Seven girls from Maple Ridge had the chance to sing in various European cities before taking home the Children’s Choir of the World champion title at the Llangollen International Musical Eisteddfod in Wales.
The British Columbia Girls Choir is made up of 40 young singers, seven which are Ridge Meadows youth, and directed by Fiona Blackburn, a former long-time resident of Maple Ridge.
The Children’s Choir of the World title is the group’s first international prize.
“The girls and I have been working towards this top competition for a number of years,” said Blackburn.
Blackburn explained her choir had to go through an extensive audition process to be accepted into the competition.
Twelve choirs attended from 8 different countries.
The Girls Choir sung in two competitions and placed in both, taking third place in folk-song and first place in the senior children’s competition.
Maeve Whalley, Garibaldi secondary, said she was speechless when she heard the results.
“I think for any group to win a competition takes patience, responsibility, practice, and a bit of discipline,” said Whalley.
“I was really quite speechless after we won because I think that not a lot of us were expecting to win—so when we did, it was truly a dream come true.”
Blackburn said an English choir was technically fractions of a point ahead of the Girls Choir.
However, the Canadian choir was the only group to place in two categories—leading the judges to pronounce both the B.C. Girls Choir and the Hereford Cathedral Girls Choir of England as the star singers.
Carly Roberts, Maple Ridge Secondary school, said preparation is key to the choirs’ success.
“I prepared for the competition not only by learning every inch of my music, but on the day of the competition, I made sure to have minimal expectations and a calm and collected attitude,” explained Roberts.
“The only thought going through my head when we walked on stage for the first time was how proud I was of the work we had done.”
Blackburn said the judges were particularly impressed with the choirs’ ability to perform in four different languages, choose interesting repertoire, use great vocal control, and perform with movement and percussion.
“The girls have a special bond that comes from weekly rehearsals and a knowledge that they are preparing music that is of the highest quality,” said Blackburn.
Blackburn said after the girls age out of the choir, many continue performing in women’s choirs.
Manae Ryu, Pitt Meadows, will continue singing by joining the Zephyra Women’s Choir, which only accepts 24 singers and requires extensive choral experience.

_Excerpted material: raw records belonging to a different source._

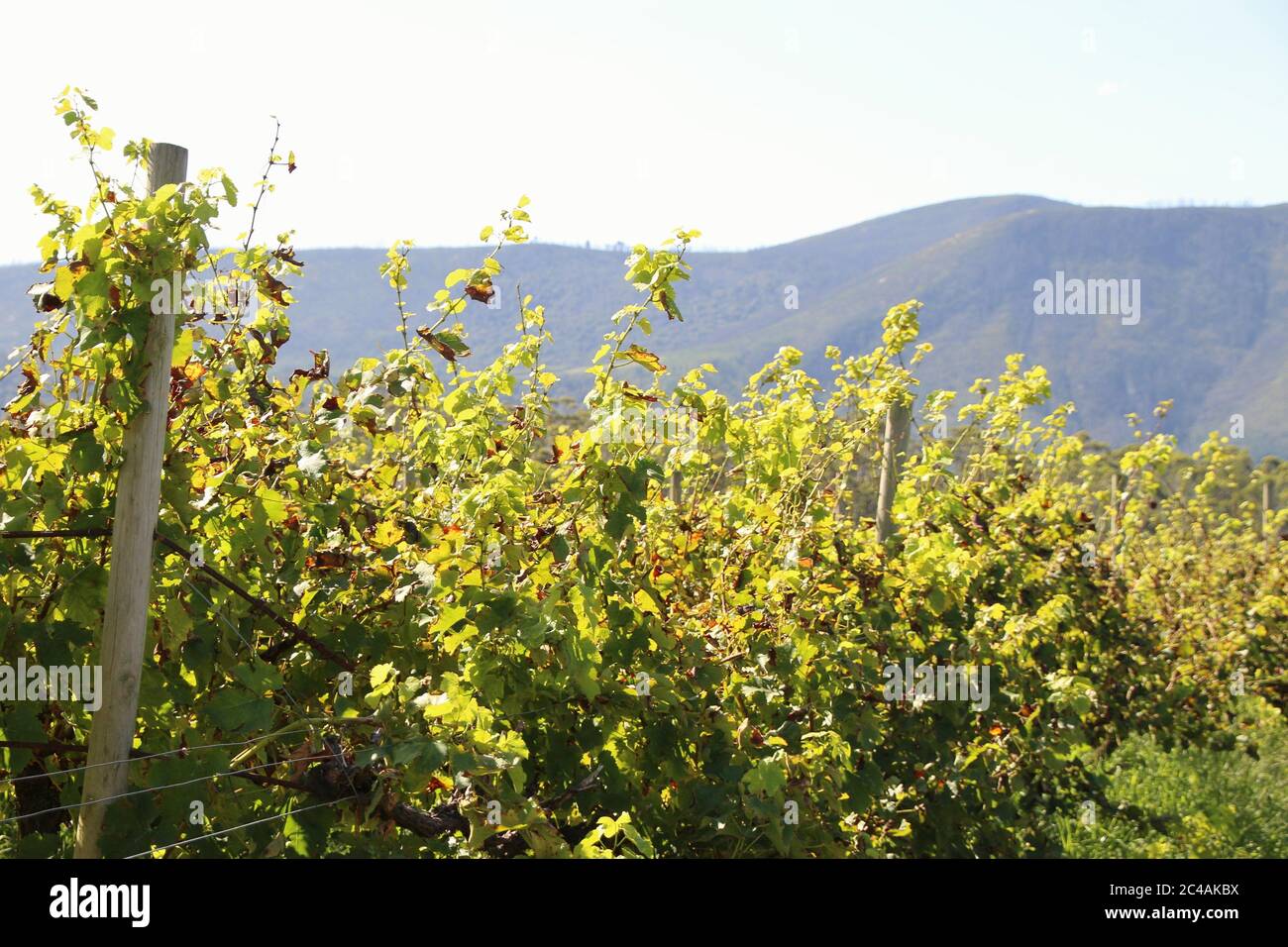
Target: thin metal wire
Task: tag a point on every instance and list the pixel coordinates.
(235, 828)
(286, 693)
(147, 757)
(159, 789)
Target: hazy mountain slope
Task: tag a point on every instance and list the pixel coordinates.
(1214, 329)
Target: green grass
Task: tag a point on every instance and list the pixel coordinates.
(1210, 802)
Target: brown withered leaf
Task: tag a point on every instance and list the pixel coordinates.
(321, 368)
(636, 394)
(441, 344)
(642, 356)
(481, 291)
(271, 287)
(326, 560)
(44, 298)
(286, 254)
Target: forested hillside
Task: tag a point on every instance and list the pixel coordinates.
(400, 607)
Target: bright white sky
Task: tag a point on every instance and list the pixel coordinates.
(756, 123)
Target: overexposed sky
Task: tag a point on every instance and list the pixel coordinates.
(756, 123)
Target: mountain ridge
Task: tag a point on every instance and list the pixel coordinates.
(1212, 335)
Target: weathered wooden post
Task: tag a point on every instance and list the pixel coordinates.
(1113, 506)
(129, 583)
(896, 441)
(1267, 506)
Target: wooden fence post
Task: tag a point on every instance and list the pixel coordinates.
(1113, 506)
(1267, 502)
(896, 441)
(129, 583)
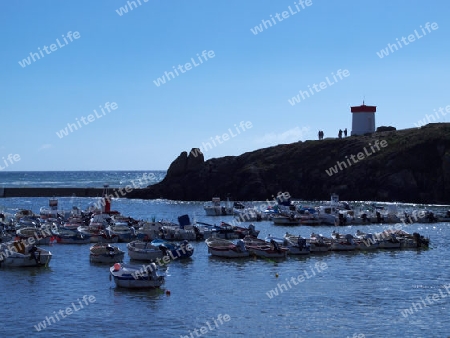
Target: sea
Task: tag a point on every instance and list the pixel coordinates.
(384, 293)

The girls also attended the Stirling Bridge International Festival in Scotland and gave a final performance at Galway Cathedral in Ireland.
The Girls Choir was established in 2004 and offers four choir levels for girls in grade one to twelve.
Blackburn said despite directing choir for many years, each season brings new talent.
“Every new season brings an anticipation of new singers and new sounds. I know I will have at least 30 to 40 little grade one girls who are the future of this amazing organization.”